While the joint development, marketing and sales agreement was only announced on March 1, the deal was actually signed before Christmas, ComputerWire has learned, and members of Software AG’s design team have been working in Fujitsu’s California offices since then. By this summer the companies say they will be ready to unveil the suite of modules. The suite has not yet been given a name.

Taken together, the companies believe that the suite will take them ahead of competing platforms from IBM, BEA, and Tibco, which according to Software AG’s Jonathan Airey, vice-president of XML business integration, do not have tight enough linkages between business process management and services-oriented integration.

The companies define SOA as a standards-based organizational and design methodology for redesigning business systems and applications to more closely align with the functional processes of the organization.

According to Airey, there are a number of modules that will form the SOA platform suite. These include Fujitsu’s Interstage Business Process Manager, and Software AG’s Enterprise Service Integrator and Enterprise Information Integrator products, for enterprise service bus-based integration and real-time information access.
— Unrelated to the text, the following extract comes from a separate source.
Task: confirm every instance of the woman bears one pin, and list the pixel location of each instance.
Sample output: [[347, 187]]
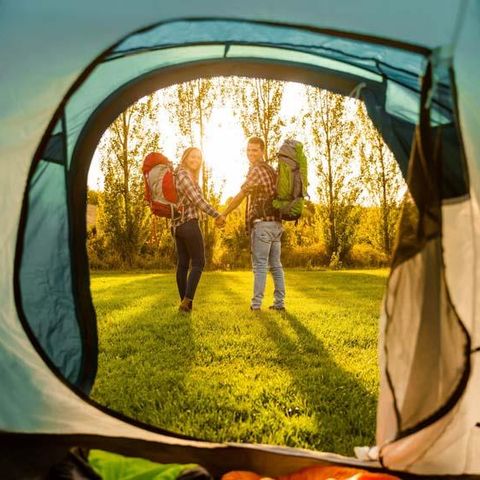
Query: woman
[[187, 234]]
These are existing products, but the companies are jointly working on integrating them.

There will also be a completely new product called Integration Metadata Repository, which will provide the necessary categorization, versioning, and discovery of web services and other integration elements required in a service oriented architecture. It will support the Universal Description, Discovery and Integration standard, which helps with the discovery of web services, but according to Airey, will go much further than that. UDDI doesn’t tell you everything you need to know to leverage those services, for example how to prioritize between services, access methods, and how to make best use of them, he said.

IMR will use Software AG’s Tamino database as its repository, but this will be embedded and not need to be licensed separately. The suite of modules is expected to support Windows and Solaris version 9 initially, with additional platforms added later in the year.